Amwins’ new and exclusive “Tees-to-Green” flood insurance coverage is possible because of satellite technology invented by Floodbase.
Floodbase, a leading AI flood company founded in collaboration with Google, fuses hydrologic modeling and decades of satellite imagery to monitor flooding and flood severity every hour across the U.S. Their flood monitoring technology, proven to outperform NOAA[1], maps all the flooding over a golf course going back several decades. The historical data is used to create a transparent policy price and initiates continuous course monitoring with policies paying out and providing a quick and automatic solution when course flooding exceeds a predefined magnitude. This innovative approach eliminates the traditional claims process, sublimits, and exclusions. This technology can also provide a custom flood impact score of any course.

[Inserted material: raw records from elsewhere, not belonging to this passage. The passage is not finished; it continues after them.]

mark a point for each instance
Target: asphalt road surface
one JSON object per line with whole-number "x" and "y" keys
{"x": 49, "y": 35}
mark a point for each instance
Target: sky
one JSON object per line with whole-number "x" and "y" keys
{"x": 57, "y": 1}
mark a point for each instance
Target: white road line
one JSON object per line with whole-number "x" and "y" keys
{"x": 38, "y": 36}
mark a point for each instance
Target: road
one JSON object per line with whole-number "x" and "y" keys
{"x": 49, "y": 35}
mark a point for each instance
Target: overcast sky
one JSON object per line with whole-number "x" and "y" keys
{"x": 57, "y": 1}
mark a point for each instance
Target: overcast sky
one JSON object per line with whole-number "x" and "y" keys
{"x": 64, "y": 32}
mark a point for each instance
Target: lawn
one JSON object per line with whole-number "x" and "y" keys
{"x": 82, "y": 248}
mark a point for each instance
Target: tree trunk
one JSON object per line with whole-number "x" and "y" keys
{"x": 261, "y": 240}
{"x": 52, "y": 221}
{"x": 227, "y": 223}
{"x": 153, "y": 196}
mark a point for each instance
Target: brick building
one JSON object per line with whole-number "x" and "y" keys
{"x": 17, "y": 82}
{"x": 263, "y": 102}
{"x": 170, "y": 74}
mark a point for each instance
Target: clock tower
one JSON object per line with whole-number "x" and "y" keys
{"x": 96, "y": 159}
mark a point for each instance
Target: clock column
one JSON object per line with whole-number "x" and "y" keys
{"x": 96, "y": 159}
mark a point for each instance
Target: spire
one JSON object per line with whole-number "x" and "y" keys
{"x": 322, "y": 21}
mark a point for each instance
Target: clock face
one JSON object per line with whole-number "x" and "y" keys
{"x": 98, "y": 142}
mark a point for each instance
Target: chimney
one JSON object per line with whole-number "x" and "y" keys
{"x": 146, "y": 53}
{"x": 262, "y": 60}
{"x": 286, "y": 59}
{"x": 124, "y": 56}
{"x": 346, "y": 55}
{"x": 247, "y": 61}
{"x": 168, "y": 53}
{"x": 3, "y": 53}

"Flooding is the most common and costly weather-related disaster in the U.S.”, said Bessie Schwarz, chief executive officer at Floodbase. “The ‘ Tees-to-Green’ program addresses a critical pain point for golf course operators, saving flood-impacted courses significant money and speeding recovery. Importantly, it demonstrates the private sector's ability to alleviate public sector recovery costs amid increasing billion-dollar disasters.”
To inquire about purchasing Amwins’ “Tees-to-Green” coverage for your golf course or clients, or to receive a custom risk assessment of your course, please reach out to Amwins’ Executive Vice President of Alternative Risk, Alex Kaplan. To learn more about Amwins’ parametric capabilities, visit amwins.com/parametric.
About Amwins
Amwins is the largest independent wholesale distributor of specialty insurance products in the U.S. dedicated to serving retail insurance agents by providing property and casualty products, specialty group benefit products, and administrative services. Based in Charlotte, N.C., the company operates through more than 155 offices globally and handles premium placements in excess of $33 billion annually.
About Floodbase
Floodbase is a flood analytics and parametric reporting agent platform that monitors flood risk and flood events hourly across the entire US and in near realtime around the world. Top re/insurers use Floodbase to insure governments, business and farmers that were previously under or uninsured. Floodbase is also used by FEMA, USAID, the UN, The New York Times and others to identify and more rapidly respond to floods.
[1] J. Frame, T. Nair, V. Sunkara, P. Popien, S. Chakrabarti, T. Anderson, N. Leach, C. Doyle, M. Thomas, B. Tellman. 2024, Rapid inundation mapping using the US National Water Model, satellite observations, and a convolutional neural network, Manuscript submitted for publication.